157013 Study of Prostate Cancer Screening and Mortality in Blacks and Whites

Tuesday, November 6, 2007: 2:35 PM

William N. Mkanta, PhD , Epidemiology and Biostatistics, University of Florida, Gainesville, FL
Yassa Ndjakani, MD, MPH , Community Health and Preventive Medicine, Morehouse School of Medicine, Atlanta, GA
Frank Charlie Bandiera , EPIDEMIOLOGY AND BIOSTATISTICS, UNIVERSITY OF FLORIDA, Gainesville, FL
Yongsung Joo, PhD , Epidemiology and Biostatistics, University of Florida, Gainesville, FL
Daniel Blumenthal, MD, MPH , Community Health and Preventive Medicine, Morehouse School of Medicine, Atlanta, GA
Unyime O. Nseyo, MD , Division of Urology, University of Florida Medical School, Gainesville, VA
Nabih Asal, PhD , Epidemiology and Biostatistics, University of Florida, Gainesville, FL
Objectives: Despite recent declines in prostate cancer incidence and mortality, early detection is still a controversial topic; and effectiveness of screening in reducing mortality has not been established. We assessed whether screening with the Prostate Specific Antigen (PSA) and Digital Rectal Examination (DRE) reduce mortality from prostate cancer.

Methods: A case-control study of black and white men (404 cases, 404 controls) in Atlanta and North Florida was completed. Cases were prostate cancer deaths (1998-2001) linked to hospitals of admission prior to death. Hospital controls were age/race frequency-matched to cases. Unadjusted odds ratio and logistic regression tested the association between screening and prostate cancer deaths after controlling for age, race, and co-morbidity.

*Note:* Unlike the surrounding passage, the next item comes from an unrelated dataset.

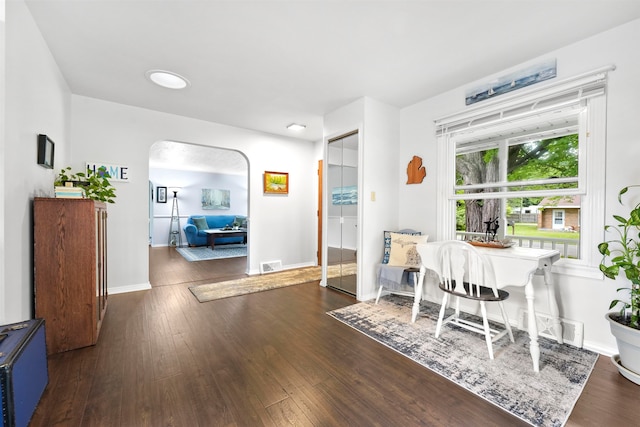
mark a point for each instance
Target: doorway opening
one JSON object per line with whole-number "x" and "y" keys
{"x": 195, "y": 172}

Results: Cases had fewer PSA tests taken (1.73 vs. 3.98, p<0.001). There was no difference in the number of PSA tests among blacks, but white controls had significantly more PSA tests. No racial differences in DRE tests were detected (p=0.414). Mean number of co-morbidity was 10.3 in cases and 2.63 in controls. Odds ratio illustrated that mortality from prostate cancer is 55-57% lower among persons who had DRE and PSA tests. Logistic model showed cases were less likely to receive PSA test (OR=0.65; 95 CI 0.564-0.754). Greater number of co-morbidities increased the odds of death from prostate cancer (OR=1.15; 95% CI 1.106-1.201).

Conclusion: The odds of dying from prostate cancer were lower among persons receiving screening tests. Although more research is required to establish efficacy of the tests, promoting regular screening may reduce deaths associated with prostate cancer.

Learning Objectives:
1. List the type and frequency of screening tests that were used and found to be effective in reducing mortality from prostate cancer. 2. Articulate the procedure used in linking death records with hospital charts and matching cases with controls in a hospital-based case-control study. 3. Articulate the procedures used to calculate unadjusted odds ratios and logistic regression used to test the association between screening and mortality from prostate cancer.

Keywords: Cancer Screening, Public Health Policy

Presenting author's disclosure statement:

Any relevant financial relationships? No
Any institutionally-contracted trials related to this submission?

I agree to comply with the American Public Health Association Conflict of Interest and Commercial Support Guidelines, and to disclose to the participants any off-label or experimental uses of a commercial product or service discussed in my presentation.